Demulsifier and antifoam can also can be used as needed.

Usable in lubricating oil formulations Additives are generally described in "Lubricants and Related Products "by Dieter Klamann, Verlag Chemie, Weinheim, Germany 1984, "Chemistry and Technology of lubricants ", R. M. Mortier and S. T. Orsulik, editors, Blackie, Glasgaw & London, VCH Publishers, Inc., New York, 1992.

The lubricating oil compositions can be in the lubrication system of any internal combustion engine like passenger car and truck engines, marine engines and railroad engines, preferably as multi-grade lubricating oil compositions, those in lubrication systems of spark-ignited internal combustion engines be used.

The invention can be described with reference to the following, non-limiting Examples can be further understood.

experimental part

In the following examples, the Include comparative examples, the fuel economy was modified using the Sequence VI tests measured with a 1982 Buick V-6 engine.

Examples

The formulations discussed are listed in Table 1. The kinematic viscosity at 100 ° C was set at 8.9 mm ² / s (cSt) in the 20 ranges. The CCS target value for the 5W range was set to 3000 cP. All of the blends used a hydrocracked 100 N petroleum base material.

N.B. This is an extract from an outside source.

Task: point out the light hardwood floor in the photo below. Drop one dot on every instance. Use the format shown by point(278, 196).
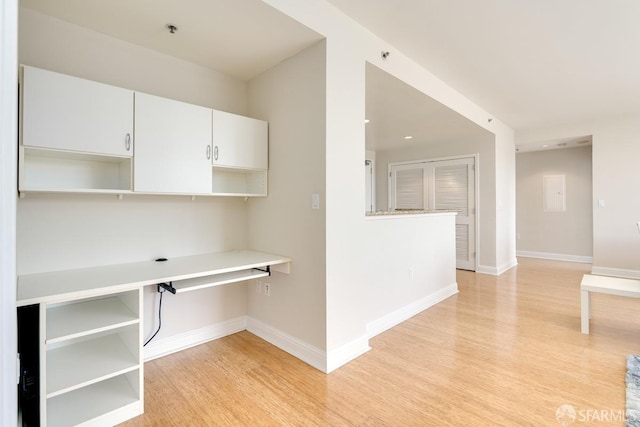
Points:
point(505, 351)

Formulation A is a mixture borated polyisobutylene-polyamine dispersants, the antioxidants nonylphenol sulfide, copper PIBSA, copper oleate and diaryl, mixed primary and secondary ZDDP antiwear additives, overbased Magnesium sulfonate and calcium sulfonate detergents, molybdenum dithiocarbamate friction modifiers plus a small amount of demulsifier and antifoam.

In Table 1, Formulations A, B and C show the difference in performance achieved using oil formulations containing different combinations of detergent. Formulie tion A contains the simple combination of magnesium sulfonate and calcium sulfonate, formulation B contains the simple combination of calcium salicylate and magnesium salicylate, and formulation C contains the more complex combination of calcium and magnesium salicylate and calcium sulfonate. All three formulations contain MoDTC friction modifiers.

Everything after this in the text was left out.